Dalle parti del Carroccio per la verità, l’imbarazzo monta di pari passo al ridicolo delle scuse che hanno preso ad accampare i consiglieri regionali eletti sotto le insegne salviniane per giustificare di aver ottenuto il bonus nonostante lo stipendio erogato a fine mese non esattamente da fame: il direttivo del partito medita di non metterli in lista per le prossime elezioni di settembre, come rivela il commissario del Veneto Lorenzo Fontana in linea con Luca Zaia che pare meno incline alla linea che pare più morbida da parte del Capitano. Che per i deputati in odore di bonus ha parlato di semplice sospensione. Facendo intanto calare la cortina fumogena del silenzio stampa. Bocche cucite dunque sui due principali sospettati Andrea Dara e Elena Murelli. Quest’ultima peraltro tra i deputati che più ferocemente denunciarono le falle registrate nel sistema informatico dell’Inps il 1° aprile quando partì la procedura telematica per aver accesso al bonus. Con un’interpellanza al vetriolo (primo firmatario il tesoriere Giulio Centemero) aveva chiesto conto al ministro vigilante (quello del Lavoro) quali urgenti iniziative intendesse adottare per “garantire la conservazione dei dati sensibili” che gli aspiranti al bonus avevano fornito al server dell’Istituto di previdenza. Che aveva fatto cilecca per il sovraccarico delle richieste e pure perché gli hacker avevano fatto la loro parte. Determinando a ogni modo – secondo la denuncia leghista – , “una pericolosa esposizione dei dati degli utenti”. Tra cui c’erano tanti italiani e tra questi pure alcuni parlamentari. Ora il fatto è che se sulla questione della privacy è chiaro che non ci sono più scuse sulla possibilità di pubblicare i loro nomi, il Garante ha però evidenziato anche un altro fatto denso di conseguenze.

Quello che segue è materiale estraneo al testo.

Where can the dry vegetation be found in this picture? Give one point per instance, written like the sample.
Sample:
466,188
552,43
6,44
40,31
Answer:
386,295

Ossia che aprirà un’istruttoria sul caso che tiene banco da oltre tre giorni. O meglio sulla “metodologia seguita dall’Inps rispetto al trattamento dei dati dei beneficiari e alle notizie al riguardo diffuse”. Secondo quel che risulta al Fatto gli uffici del collegio presieduto da Pasquale Stanzione scriveranno ai vertici dell’Inps per capire come e perché si è arrivati a compiere un approfondimento specifico sui politici che avrebbero fatto richiesta del bonus pur non violando alcuna legge, se non quella dell’etica pubblica. Ma a quanto pare di capire i commissari alla Privacy che si sono riuniti ieri mattina in teleconferenza sono anche particolarmente interessati a capire se è stata davvero la direzione antifrode dell’Inps a mettere insieme i casi dei tre deputati beneficiati dalla sovvenzione, i due che l’avrebbero solo chiesta ma senza riuscire a ottenerla e tutti gli altri. Ossia circa 2mila amministratori locali, tra consiglieri e assessori regionali (che prendono comunque signori emolumenti) e comunali (che invece percepiscono solo gettoni di presenza): casi troppo diversi sotto il profilo del reddito e legati solo alla natura dell’incarico.
E poi al Garante non sono neppure sfuggite le altre indiscrezioni di stampa, quelle relative alla tempistica: ossia che la segnalazione sarebbe scattata già a maggio. E dunque da maggio a oggi che è successo? O meglio chi ha visto questi nomi e per quali percorsi il caso è stato dato in pasto alla pubblica opinione? Quesiti a cui anche in Parlamento si vuol vedere chiaro. Un vasto fronte che va da Fratelli d’Italia ai renziani di Italia Viva ha chiesto che la commissione Lavoro di Montecitorio convochi in audizione Tridico. Che però può stare tranquillo almeno fino al 24 agosto quando la Camera, dopo le ferie, riaprirà i battenti.